Restitusi untuk Korban Tak Menghapus Tindak Pidana
jpnn.com, BALIKPAPAN - Ketua Lembaga Perlindungan Saksi dan Korban (LPSK) Abdul Haris Semendawai mengatakan, proses damai atau pemberian restitusi kepada korban tidak menghilangkan pidana yang dilakukan pelaku.
Menurut dia, pemberian restitusi bisa jadi pertimbangan hakim untuk memberikan putusan ringan terhadap kesalahan yang dilakukan pelaku kejahatan.
“Restitusi suatu hal lain yang harus dipenuhi. Namun, demikian proses hukum tetap jalan,” kata Haris saat menjadi pembicara dalam pertemuan para pengajar viktimologi di Universitas Balikpapan, Kalimantan Timur, Sabtu (22/4).
Haris menjelaskan, restitusi sebaiknya dihitung sejak awal kasusnya ditangani penyidik. "Dari pengalaman LPSK, hal itu sudah dilakukan pada kasus seperti tindak pidana perdagangan orang," katanya.
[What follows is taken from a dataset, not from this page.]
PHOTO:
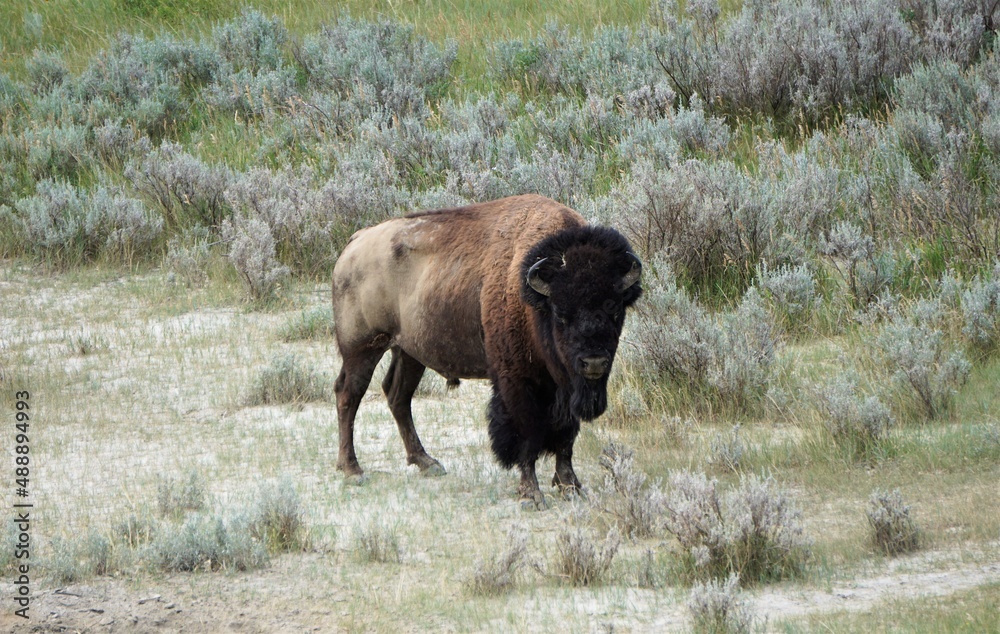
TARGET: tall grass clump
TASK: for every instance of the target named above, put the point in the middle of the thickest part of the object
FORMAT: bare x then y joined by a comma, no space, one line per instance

Lebih lanjut Haris mengatakan, LPSK sudah terikat nota kesepahaman dengan Polri terkait hal itu. Jaksa penuntut umum sudah berinisiatif meminta penyidik berkoordinasi dengan LPSK untuk menhitung kerugian korban pada waktu penyerahan berkas awal.
Dalam kesempatan sama, Direktur Reskrimum Polda Kaltim Kombes Hilman menambahkan, saat ini Polri memang belum banyak menghitung kerugian korban kejahatan sejak awal penanganan atau pemberkasan. Akan tetapi, lanjut Hilman, keran untuk melakukan hal tersebut sudah dibuka.
“Perhitungan ganti rugi bagi korban sudah mulai dilakukan, bukan saja dalam penanganan kasus seperti tindak pidana terorisme, melainkan juga pada kasus-kasus lainnya seperti TPPO (tindak pidana perdagangan orang, red),” kata Hilman.
Sedangkan Ketua Asosiasi Pengajar Viktimologi Indonesia (APVI) Angkasa menyoroti ganti rugi yang diberikan negara kepada korban atau yang biasa disebut kompensasi. Menurut dia, makna filosofis dari pemberian kompensasi adalah kegagalan negara melindungi masyarakatnya.